Mac – APFS: fsroot tree is invalid after Time Machine backup – how to recover and avoid in the future

apfsdisk-utilityfsckhigh sierratime-machine

System

MacBook Pro, late 2013, 1 TB SSD (brand new, recently replaced by Apple), APFS (no journaling, case insensitive), High Sierra 10.13.2, Time Machine to network HDD.

What Happened

  • Mac stopped working, no space left on device.
  • Reboot failed.
  • Tried to boot into recovery mode with Command-R and run First Aid from Disk Utility – failed, because apparently the recovery system also resides on the same disk which seems to makes fsck on APFS impossible.
  • Tried to manually delete some files via rm, got no space left on device
  • Tried to truncate some files manually via cat /dev/null > somefile, got no space left on device
  • Booted into recovery mode with Shift-Command-R (downloads the system from Internet) and ran First Aid again. This time with limited success:

    ** Checking volume.
    ** Checking the container superblock.
    ** Checking the EFI jumpstart record.
    ** Checking the space manager.
    ** Checking the object map.
    ** Checking the APFS volume superblock.
    ** Checking the object map.
    error: invalid dstream.size (10730881024), is greater than dstream.alloced_size (71151616)
    error: xf : INO_EXT_TYPE_DSTREAM : invalid dstream
    error: inode_val: object (oid 0x16309a1): invalid xfields
    ** Checking the fsroot tree.
       fsroot tree is invalid.
    ** The volume /dev/rdisk2s1 could not be verified completely.
    

So apparently the fsroot tree is invalid. I've searched, but wasn't able to find any usable advice on how to fix this (except of course, reformat and restore from backup, which I'd like to avoid).

Additional Background Info

On the system is a Parallels Windows VM with a virtual 100 GB harddrive (yes, one big file), which was recently used (so a backup was needed). The last time I have used the computer, roughly 20 GB were still free on the macOS SSD. For a day or so, Time Machine backups have not completed, but no error message was shown. When the problem happened, I had left the machine turned on over night to complete an incremental Time Machine backup. The connection here is, that Time Machine is apparently using APFS snapshots. I suspect this is the root cause of why this mess happened.

Questions

  1. Is there a way to fix this (without reformat and restore from backup)?
  2. What's the best way to avoid this in the future (especially with regard to Time Machine)?

Thanks.

Update

When running fsck_apfs with the debug flag -d, the output contains a bit more information:

** Checking volume.
** Checking the container superblock.
** Checking the EFI jumpstart record.
** Checking the space manager.
** Checking the object map.
** Checking the APFS volume superblock.
** Checking the object map.
error: invalid dstream.size (10730881024), is greater than dstream.alloced_size (71151616)
error: xf : INO_EXT_TYPE_DSTREAM : invalid dstream
error: inode_val: object (oid 0x16309a1): invalid xfields
obj-id: 23267745 type: Inode      
private-id: 23267745 parent-id: 12896552 cr/mtime: 1515089959653928186/1515090145416398252 
def-prot-class: 0 
uid/gid/mode: 0/0/0x8180 bsd_flags: 0x0 internal_flags: 0x8280 name: NO-NAME
** Checking the fsroot tree.
   fsroot tree is invalid.
** The volume /dev/disk2 could not be verified completely.

Best Answer

I just ran into similar issue. Likely you would have found that the problem was in one of the files for the Parallels VM - at least that was the culprit in my case. Your fsck_apfs -d /disk/<disk> check returned:

obj-id: 23267745 type: Inode

If you had opened terminal you could have gotten the path to the file (or files) using that inode using the following command:

find / -inum 23267745

From there you would have known which file(s) needed to be restored instead of doing a full restore.

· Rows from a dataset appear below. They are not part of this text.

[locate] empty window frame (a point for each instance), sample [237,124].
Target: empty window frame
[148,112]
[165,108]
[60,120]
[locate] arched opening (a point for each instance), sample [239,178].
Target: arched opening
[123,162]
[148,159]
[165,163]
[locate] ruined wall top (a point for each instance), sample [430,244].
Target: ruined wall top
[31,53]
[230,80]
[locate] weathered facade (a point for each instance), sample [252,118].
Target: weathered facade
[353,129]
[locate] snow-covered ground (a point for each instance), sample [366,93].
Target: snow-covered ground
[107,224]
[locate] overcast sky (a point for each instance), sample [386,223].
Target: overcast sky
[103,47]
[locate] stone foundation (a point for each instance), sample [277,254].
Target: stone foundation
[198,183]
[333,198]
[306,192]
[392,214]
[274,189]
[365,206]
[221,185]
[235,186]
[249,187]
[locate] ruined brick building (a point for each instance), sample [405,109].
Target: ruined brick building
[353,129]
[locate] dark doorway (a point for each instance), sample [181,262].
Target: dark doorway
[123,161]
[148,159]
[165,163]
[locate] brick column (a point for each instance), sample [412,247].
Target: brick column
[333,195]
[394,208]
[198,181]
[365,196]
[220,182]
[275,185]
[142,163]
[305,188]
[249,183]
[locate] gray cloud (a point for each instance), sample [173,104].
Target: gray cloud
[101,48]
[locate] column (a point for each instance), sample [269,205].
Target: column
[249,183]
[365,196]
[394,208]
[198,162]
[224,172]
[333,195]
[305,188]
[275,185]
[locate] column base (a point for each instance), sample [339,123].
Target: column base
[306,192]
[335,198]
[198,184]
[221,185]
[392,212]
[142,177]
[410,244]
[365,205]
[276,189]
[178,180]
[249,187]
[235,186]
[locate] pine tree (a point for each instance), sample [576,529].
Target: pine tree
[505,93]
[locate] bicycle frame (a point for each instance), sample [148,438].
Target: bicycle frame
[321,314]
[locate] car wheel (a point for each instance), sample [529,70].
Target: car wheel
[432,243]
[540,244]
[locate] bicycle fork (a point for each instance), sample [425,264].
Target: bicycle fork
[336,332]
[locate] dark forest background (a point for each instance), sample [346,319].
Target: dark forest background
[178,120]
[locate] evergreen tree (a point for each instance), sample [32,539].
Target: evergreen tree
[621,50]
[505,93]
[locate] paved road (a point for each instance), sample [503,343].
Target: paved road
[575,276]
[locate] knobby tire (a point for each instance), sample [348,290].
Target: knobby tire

In my case the VM file was only available in the snapshot as I exclude my VMs from TimeMachine. I restored just that file from an earlier snapshot and I got further through fsck_apfs - it got through the disk to checking snapshots and then bombed on same file in the 2nd snapshot. Luckily snapshots are only kept for at most 24 hours so it should clear up after that point.

Your mileage may vary however as it could be as "simple" as one file or just the tip of the iceberg.